A l’issue de la réunion, le président du Conseil, Charles Michel, s’est félicité de la volonté commune d’aller vers un «outil de solidarité européen» tout en concédant qu’il fallait «poursuivre l’effort pour dégager une approche commune sur ses modalités»

Malgré plusieurs heures de discussions, les Vingt-Sept ont en effet échoué à dessiner les contours de cet instrument, laissant à la Commission européenne (CE) le soin de trouver un compromis entre eux. La présidente de l’institution, Ursula von der Leyen a promis de leur transmettre une proposition pour «la deuxième ou la troisième semaine de mai».

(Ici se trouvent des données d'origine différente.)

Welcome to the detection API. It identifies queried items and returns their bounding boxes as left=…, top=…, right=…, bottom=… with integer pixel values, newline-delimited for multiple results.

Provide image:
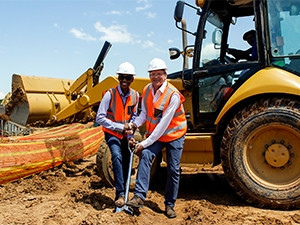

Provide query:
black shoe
left=126, top=195, right=144, bottom=208
left=166, top=205, right=176, bottom=218
left=115, top=195, right=125, bottom=207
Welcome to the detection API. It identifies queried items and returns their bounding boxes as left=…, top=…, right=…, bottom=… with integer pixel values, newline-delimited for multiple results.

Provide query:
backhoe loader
left=98, top=0, right=300, bottom=209
left=0, top=0, right=300, bottom=209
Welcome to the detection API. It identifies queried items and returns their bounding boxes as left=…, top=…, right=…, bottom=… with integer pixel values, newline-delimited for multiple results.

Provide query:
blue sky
left=0, top=0, right=253, bottom=98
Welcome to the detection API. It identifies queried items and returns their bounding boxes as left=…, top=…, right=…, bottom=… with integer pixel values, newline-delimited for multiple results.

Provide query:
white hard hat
left=148, top=58, right=168, bottom=72
left=117, top=62, right=135, bottom=75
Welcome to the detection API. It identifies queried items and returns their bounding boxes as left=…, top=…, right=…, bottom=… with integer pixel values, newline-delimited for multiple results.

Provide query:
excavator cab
left=170, top=0, right=300, bottom=209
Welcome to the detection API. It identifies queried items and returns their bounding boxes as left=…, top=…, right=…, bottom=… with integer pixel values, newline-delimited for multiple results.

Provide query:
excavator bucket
left=6, top=74, right=73, bottom=125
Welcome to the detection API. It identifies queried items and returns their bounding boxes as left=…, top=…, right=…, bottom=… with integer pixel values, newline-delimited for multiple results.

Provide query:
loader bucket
left=6, top=74, right=73, bottom=125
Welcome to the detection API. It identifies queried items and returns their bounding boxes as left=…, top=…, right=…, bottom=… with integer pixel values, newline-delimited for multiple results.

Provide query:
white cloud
left=135, top=4, right=151, bottom=12
left=142, top=41, right=154, bottom=48
left=106, top=10, right=122, bottom=15
left=70, top=28, right=96, bottom=41
left=94, top=22, right=133, bottom=43
left=135, top=0, right=151, bottom=12
left=146, top=12, right=156, bottom=19
left=147, top=31, right=154, bottom=37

Deux batailles à mener de front

Pour l’Allemande, le fonds de relance doit être «clairement connecté» au budget 2021-2027 de l’UE, sur lequel s’écharpent les Etats membres depuis deux ans. La CE, qui souhaite voir relevé à 2% le plafond des ressources propres de l’Union, aura donc la difficile mission de mener de front ces deux batailles qui divisent les pays européens. 

Ce mélange fait craindre un retour au marchandage stérile qui pourrait profiter au «club des frugaux» (Pays-Bas, Danemark, Autriche, Suède), les Etats membres les moins prompts à faire preuve de solidarité.

Les Pays-Bas ont d’ailleurs jeté de l’huile sur le feu en publiant en amont du Conseil une proposition de fonds de relance «vert», fondé notamment sur des objectifs de réduction des gaz à effet de serre réhaussés, propre à réactiver le clivage Est-Ouest autour de la question environnementale.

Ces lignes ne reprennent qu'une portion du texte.